How to create a WordPress Theme Options Page

Themefuse Having an options page for your WordPress theme is a great way to increase the theme’s extensibility, usability and ease of operation. At first glance, implementing such a page may seem a hard task and not so long ago it was; however, now with the new WordPress Settings API introduced in version 2.7, creating an options page has become a task as simple as registering the required settings and then calling them where required.

The Settings API was created in an effort to streamline the  calling for options in WordPress themes and plugins and also, to provide an easy, more secure way to do it. Here, I will present a very simple way to implement this functionality, but that meets all guidelines from the WordPress documentation.

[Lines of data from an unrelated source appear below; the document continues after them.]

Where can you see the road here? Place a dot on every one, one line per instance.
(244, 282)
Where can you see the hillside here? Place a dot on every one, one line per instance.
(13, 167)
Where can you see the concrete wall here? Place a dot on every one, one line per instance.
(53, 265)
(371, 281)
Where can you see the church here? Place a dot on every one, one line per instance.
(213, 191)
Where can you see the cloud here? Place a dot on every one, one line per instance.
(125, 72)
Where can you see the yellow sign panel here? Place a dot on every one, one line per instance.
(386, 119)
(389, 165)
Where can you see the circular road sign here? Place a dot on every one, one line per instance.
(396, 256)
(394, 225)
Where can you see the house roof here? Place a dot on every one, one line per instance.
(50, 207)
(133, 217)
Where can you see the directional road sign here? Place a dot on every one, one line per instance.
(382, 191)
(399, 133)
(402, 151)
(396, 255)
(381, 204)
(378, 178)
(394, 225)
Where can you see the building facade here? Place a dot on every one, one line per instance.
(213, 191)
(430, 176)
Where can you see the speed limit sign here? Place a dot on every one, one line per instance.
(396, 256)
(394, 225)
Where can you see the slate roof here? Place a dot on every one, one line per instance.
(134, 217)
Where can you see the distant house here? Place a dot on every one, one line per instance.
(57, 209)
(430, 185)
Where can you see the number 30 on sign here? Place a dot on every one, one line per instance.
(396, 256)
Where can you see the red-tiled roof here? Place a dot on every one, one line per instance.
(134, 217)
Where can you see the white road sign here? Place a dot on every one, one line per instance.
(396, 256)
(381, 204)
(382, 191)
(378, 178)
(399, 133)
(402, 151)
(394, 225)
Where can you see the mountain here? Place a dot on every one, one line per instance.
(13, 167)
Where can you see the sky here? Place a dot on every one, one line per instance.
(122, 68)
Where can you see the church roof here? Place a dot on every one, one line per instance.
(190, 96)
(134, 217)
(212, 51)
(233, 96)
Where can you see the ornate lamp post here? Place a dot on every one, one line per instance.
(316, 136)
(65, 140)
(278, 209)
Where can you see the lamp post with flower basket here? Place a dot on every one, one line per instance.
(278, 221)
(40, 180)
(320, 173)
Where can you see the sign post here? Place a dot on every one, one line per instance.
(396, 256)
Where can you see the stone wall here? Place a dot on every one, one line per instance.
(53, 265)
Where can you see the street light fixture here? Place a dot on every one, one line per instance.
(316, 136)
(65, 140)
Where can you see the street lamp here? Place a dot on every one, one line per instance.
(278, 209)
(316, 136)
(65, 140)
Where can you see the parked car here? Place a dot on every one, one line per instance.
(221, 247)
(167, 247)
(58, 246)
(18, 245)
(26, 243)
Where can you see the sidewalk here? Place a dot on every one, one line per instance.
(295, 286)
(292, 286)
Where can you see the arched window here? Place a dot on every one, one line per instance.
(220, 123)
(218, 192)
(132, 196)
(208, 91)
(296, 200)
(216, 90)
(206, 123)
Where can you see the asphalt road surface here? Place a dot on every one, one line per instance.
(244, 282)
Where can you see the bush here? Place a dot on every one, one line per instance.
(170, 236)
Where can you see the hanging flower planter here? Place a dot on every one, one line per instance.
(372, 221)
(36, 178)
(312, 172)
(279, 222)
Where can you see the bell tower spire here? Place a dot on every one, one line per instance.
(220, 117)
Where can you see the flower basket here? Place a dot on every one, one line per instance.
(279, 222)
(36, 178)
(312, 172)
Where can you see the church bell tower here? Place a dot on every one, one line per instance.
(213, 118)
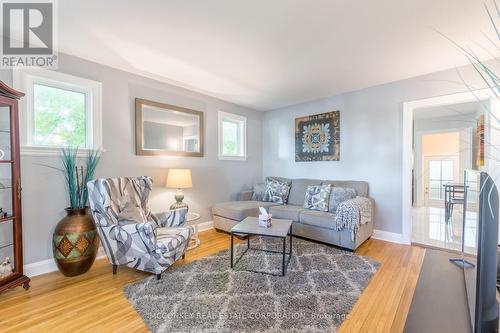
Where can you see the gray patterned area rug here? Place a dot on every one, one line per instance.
(316, 295)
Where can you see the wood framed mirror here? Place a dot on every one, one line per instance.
(163, 129)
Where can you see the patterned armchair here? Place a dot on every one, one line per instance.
(141, 240)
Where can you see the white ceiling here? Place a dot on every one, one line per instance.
(266, 54)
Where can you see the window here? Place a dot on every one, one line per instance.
(58, 110)
(232, 136)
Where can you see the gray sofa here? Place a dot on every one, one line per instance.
(307, 223)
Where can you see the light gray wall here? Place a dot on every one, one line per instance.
(158, 135)
(371, 122)
(461, 123)
(44, 196)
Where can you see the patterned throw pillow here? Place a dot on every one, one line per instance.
(259, 190)
(317, 197)
(276, 192)
(340, 194)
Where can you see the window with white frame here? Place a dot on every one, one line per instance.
(232, 136)
(59, 110)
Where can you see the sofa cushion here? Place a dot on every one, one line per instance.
(276, 192)
(258, 191)
(279, 179)
(298, 190)
(360, 187)
(238, 210)
(338, 195)
(289, 212)
(317, 218)
(317, 197)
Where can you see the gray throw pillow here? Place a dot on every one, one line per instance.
(258, 191)
(276, 192)
(131, 214)
(317, 197)
(338, 195)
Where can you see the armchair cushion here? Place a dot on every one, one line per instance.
(131, 214)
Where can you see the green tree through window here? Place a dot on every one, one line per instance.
(59, 117)
(230, 138)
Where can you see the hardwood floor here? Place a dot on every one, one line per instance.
(95, 301)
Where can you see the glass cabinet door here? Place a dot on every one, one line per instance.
(7, 258)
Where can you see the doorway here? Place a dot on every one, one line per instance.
(444, 143)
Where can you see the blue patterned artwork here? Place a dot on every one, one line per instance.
(317, 137)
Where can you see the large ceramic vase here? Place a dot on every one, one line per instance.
(75, 242)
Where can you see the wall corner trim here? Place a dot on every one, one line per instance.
(49, 265)
(390, 237)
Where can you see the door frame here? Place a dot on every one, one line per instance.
(425, 175)
(465, 163)
(492, 165)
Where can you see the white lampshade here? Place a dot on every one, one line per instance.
(179, 178)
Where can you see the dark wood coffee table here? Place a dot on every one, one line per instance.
(250, 226)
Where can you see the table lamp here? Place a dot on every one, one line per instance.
(179, 179)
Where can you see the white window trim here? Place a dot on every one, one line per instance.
(223, 115)
(23, 80)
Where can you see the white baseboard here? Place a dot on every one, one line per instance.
(206, 225)
(389, 237)
(48, 266)
(40, 267)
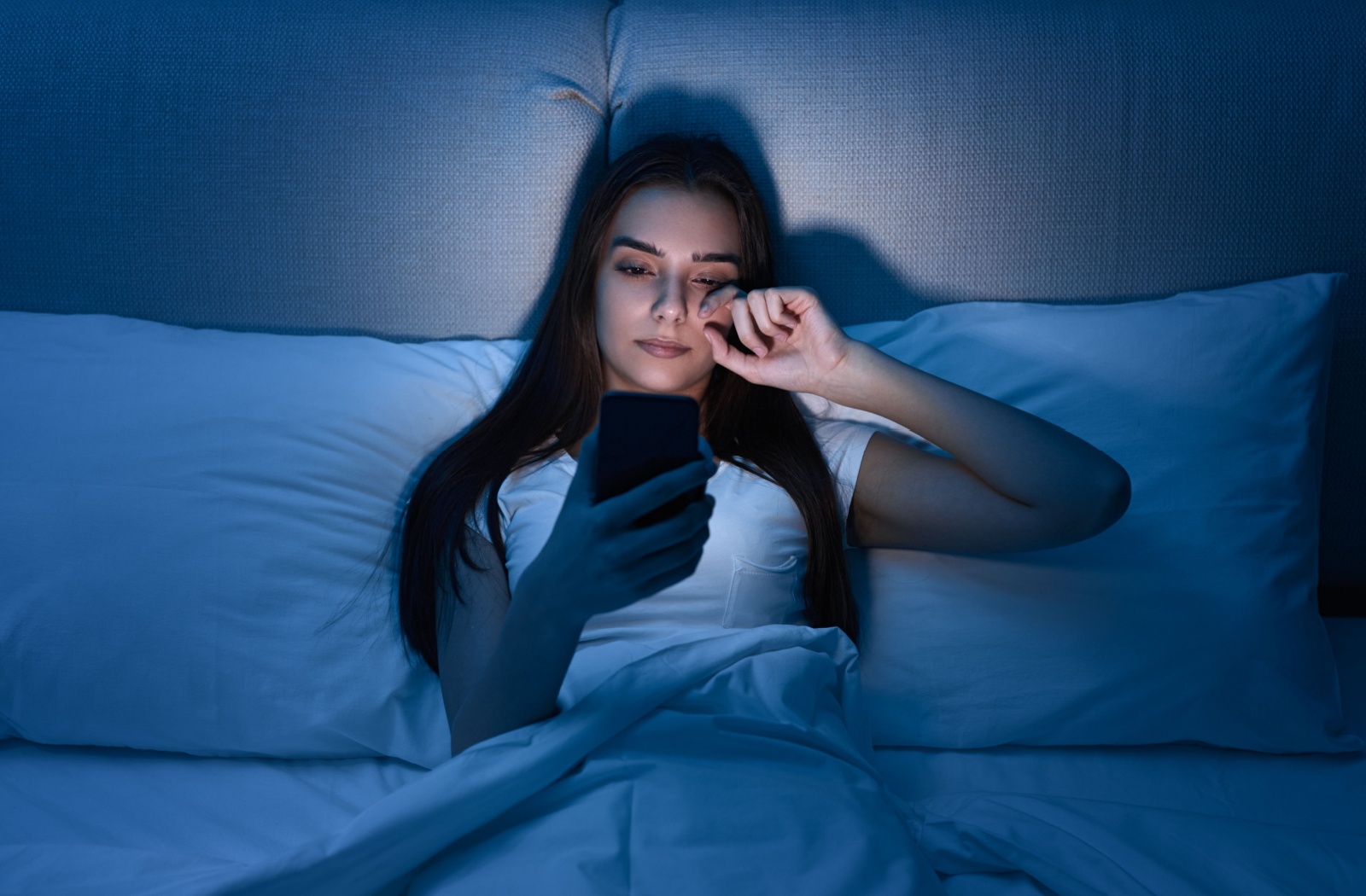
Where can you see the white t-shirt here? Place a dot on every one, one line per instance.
(755, 559)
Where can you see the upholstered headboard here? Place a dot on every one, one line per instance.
(410, 170)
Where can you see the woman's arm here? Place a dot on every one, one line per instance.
(1014, 481)
(594, 561)
(502, 660)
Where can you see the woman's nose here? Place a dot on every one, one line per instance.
(671, 305)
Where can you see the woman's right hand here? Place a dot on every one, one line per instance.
(594, 561)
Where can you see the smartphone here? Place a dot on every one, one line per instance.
(641, 436)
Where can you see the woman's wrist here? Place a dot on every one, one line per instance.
(539, 614)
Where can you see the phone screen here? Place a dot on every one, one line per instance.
(641, 436)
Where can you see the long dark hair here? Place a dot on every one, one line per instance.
(555, 393)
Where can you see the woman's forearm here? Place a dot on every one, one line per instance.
(522, 678)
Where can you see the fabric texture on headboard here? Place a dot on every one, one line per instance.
(410, 170)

You see, the problem here is that this API exists for almost 2 years and people just tend to stick to what they know and do it   the old way. But that’s wrong for the following reasons:

  • It’s hard
  • It’s not secure
  • The code is a mess

While the Settings API offers:

  • Easyness
  • Hardened security
  • Compatibility with the WordPress Core

So down to business, here’s how we’ll create together a sample options page for your WordPress theme:

Let’s say we’ll make a page with five options: An option that changes the footer copyright text, an intro text to show on the front page, a drop down list to select a category to show as featured on the front page, some radio buttons to choose how we want to main layout to look like, and a checkbox whether to show the autor’s credit links.

At the end, we are going to bundle the entire code into a functioning child theme for Twenty Ten called “Settings API”.

We are going to prefix all the function and option names used here with a shortname of our theme, in this case “Settings API”, hence “sa_”. This is to avoid conflicting with plugins that may use similar names.

First, we’ll need to register the options we’ll use, and we’ll do this with the function register_setting, here’s how:

function sa_register_settings() {
	register_setting( 'sa_theme_options', 'sa_options', 'sa_validate_options' );
}

add_action( 'admin_init', 'sa_register_settings' );

The register_setting function needs to be called within a function hooked to the admin_init action or else it will report a call to undefined function error.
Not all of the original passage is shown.